会社員の場合には、休業損害証明書を会社に作成してもらい提出することになります。
この場合、源泉徴収票を添付する必要があります。
自営業者の場合には、確定申告書を提出します。
休業損害不請求理由書
休業損害を請求しない場合に提出します。
通院交通費明細書
通院にあたって、どのような方法(徒歩、自家用車、公共交通機関、タクシーなど)を利用したかを記載して提出する必要があります。
住民票または戸籍抄本
当事者が未成年者の場合に提出する必要があります。
委任状及び委任者の印鑑証明書
弁護士に依頼して、被害者請求を行う場合には、被害者の委任状と印鑑証明書が必要となります。
印鑑登録をしていない場合には、役所で実印登録をして印鑑証明書を発行して貰う必要があります。

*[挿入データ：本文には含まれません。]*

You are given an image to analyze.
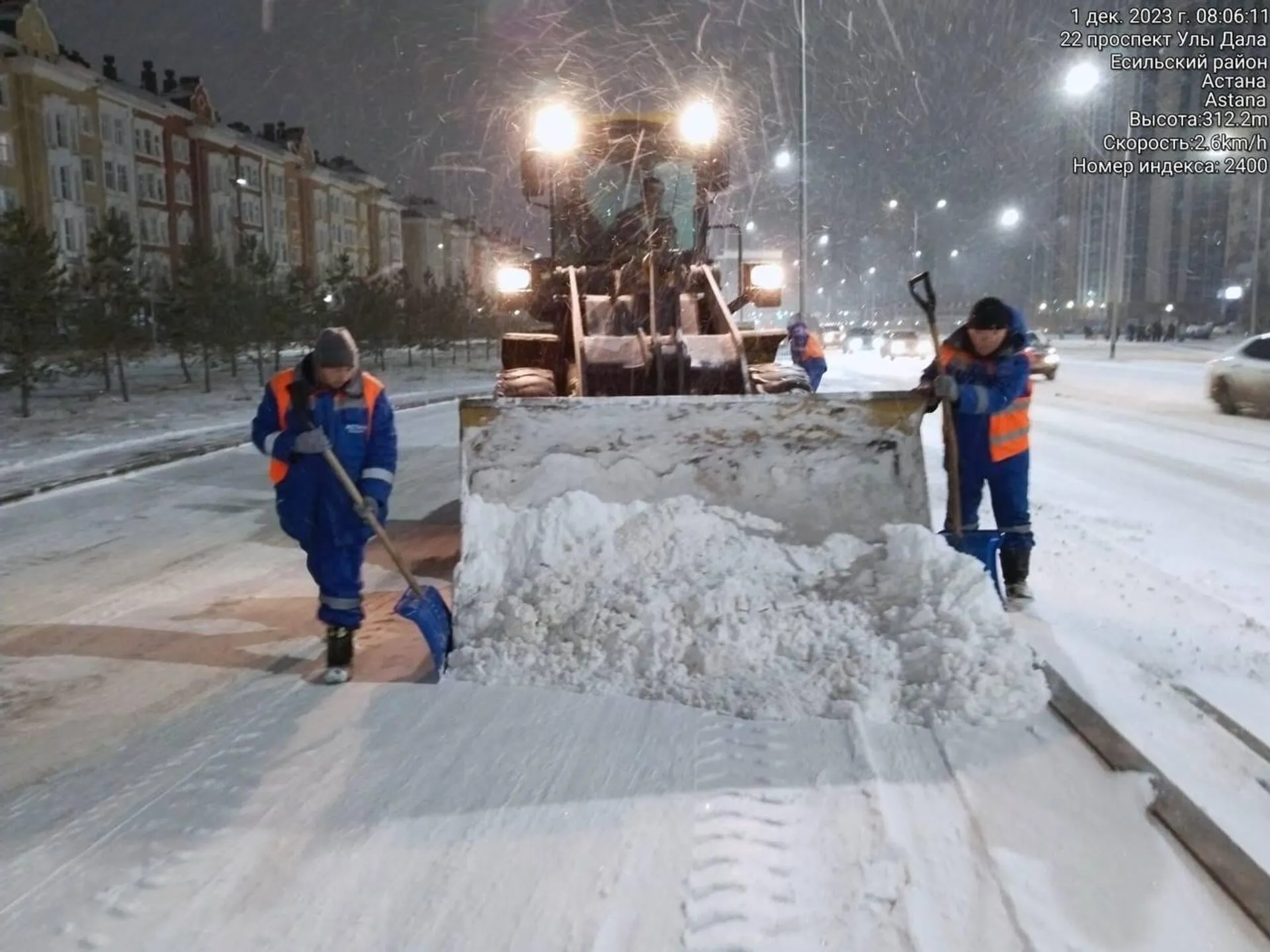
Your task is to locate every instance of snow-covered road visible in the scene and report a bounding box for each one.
[0,376,1270,952]
[823,341,1270,684]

付添看護自認書(近親者の場合)、または付添看護領収証
被害者の療養のために付き添って看護する必要があり、実際に看護した場合には付添看護自認書を提出します。
専門の業者に依頼した場合には、その領収書を提出することになります。
その他損害を立証する書類、領収証、診断資料など
損害の発生を証明する証拠が他にあれば添付することになります。
後遺障害の申請にあたっては、物損資料や画像鑑定書、被害者の陳述書、カルテなどを提出することもあります。
後遺障害診断書
後遺障害部分の申請をする場合に必要となります。
病院に作成を依頼する必要があります。
整骨院では後遺障害診断書は作成できませんのでご注意下さい。
死亡診断書または死体検案書
被害者が亡くなった場合に必要になります。
病院に作成してもらう必要があります。
省略のない戸籍(除籍)謄本
被害者が亡くなった場合に必要となります。
役所で取得することができます。
仮渡金支払に関する念書
仮払金の申請をする場合に必要となります。
後遺障害診断書の重要性
後遺障害申請をする場合においては、上記の書類の中でも特に重要なのは後遺障害診断書です。
後遺障害診断書に記載されている体の痛みや不具合が後遺障害等級の審査の対象となります。
つまり、肩の可動域に制限があるような場合であっても、肩の可動域について検査結果の記載がないような場合には、肩の可動域に関する審査は行われません。
医師は体を治すためのプロですが、交通事故における賠償実務に関して、十分な知識を持っている医師はそれほど多くはありません。
過不足なく後遺障害診断書の内容が作成されているかどうかは交通事故の専門の弁護士でなければ判断することは困難ですので、後遺障害診断書を作成された場合には、一度交通事故を専門的に取り扱う弁護士にみてもらうことをお勧めします。
まとめ
被害者請求にあたっては、上記のとおり、多くの書類を収集・作成して申請をする必要があります。
弁護士に依頼した場合には、弁護士が資料の収集から書類の作成まで行いますので、被害者請求をご検討の場合には、一度、弁護士に相談された方がいいでしょう。